Getting accurate cardinality for a field in single shard index

Is there any way to get exact count of cardinality of a field in a single shard index. I have thought of taking terms aggregation and getting the number of buckets for cardinality for that field. But i fear about the memory usage in that case. Is there a way for efficient pagination of terms aggregation in a single shard index. Please educate me in this case.

Is there a way for efficient pagination of terms aggregation in a single shard index.

I've proposed this approach before: https://gist.github.com/markharwood/e511bbe31e389bc04f08

//Make a note of the number in the (potentially inaccurate) response.

//Divide this by the size of bucket we can accurately predict in one request (40k) minus some allowance
//for hashing unevenness (let's say 30k)
// 1,000,00 / 30k == 33~ requests
// Now perform 33 different requests to account for a subset of the unique values :

Sorry unable to get what you are saying.

//Divide this by the size of bucket we can accurately predict in one request (40k) minus some allowance

What you mean by size of bucket here and how you predict that in one request

40000 is the maximum number of unique things that can be counted with guaranteed accuracy.
To ensure an overall accurate result you must then issue multiple requests where each request is guaranteed to be counting <=40000 unique values for a set of values different to subsequent requests.

To figure out how many requests to make we first get the (potentially inaccurate) total number of unique values. We would divide this by 40,000 but have to make allowance for the overall number potentially being slightly inaccurate so I chose a conservative number of 30,000.

We then make this number of requests and ensure each time we look at different groups of terms from previous requests by using the hash/modulo==N approach

1 Like

Thanks a lot that makes sense now. one of a better way to calculate cardinality rather than memory hungry terms aggregation

1 Like

When i tested this found that .hashCode() could also return -ve values. So in hash/modulo==N approach N an take values from -16 to +16.

Good point. Math.abs(hashcode) would make sense then.

1 Like

When i tried the above mentioned approach in one of a field i got following results

inaccurate value using cardinality aggregation 1267903
accurate value using terms aggregation count of buckets 1264203
value got using the approach 1264257

i am sure that no indexing is happening but still i use multiple indexes to query in same request.

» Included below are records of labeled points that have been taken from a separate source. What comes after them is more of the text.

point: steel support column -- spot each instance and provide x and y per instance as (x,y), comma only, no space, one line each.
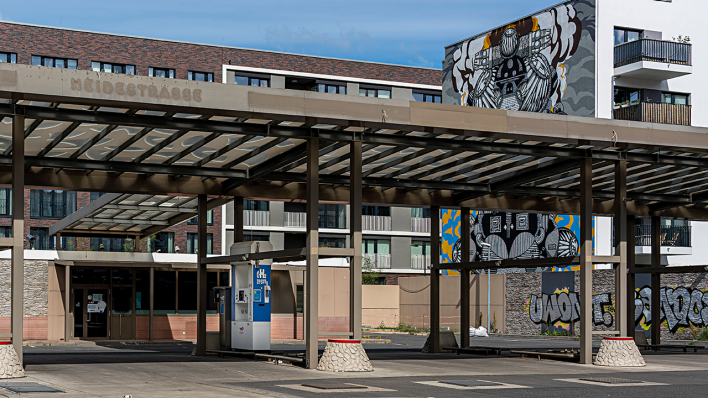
(620,221)
(586,261)
(435,279)
(18,231)
(201,274)
(312,256)
(655,280)
(631,277)
(355,227)
(465,279)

Still there are value mismatch what could be the reason.

Also with my understanding what i get from above approach is that

  1. All the values present for a particular given field is iterated in cardinality aggregation script.
  2. We take modulo and bucket those values and still all the values that were previously calculated are iterated again and modulo is found unnecessarily.

Am i correct in my assumption. if yes is there a way such that i can avoid this. i want to do this as hashes are computed on the flow and unnecessary iteration can be avoided.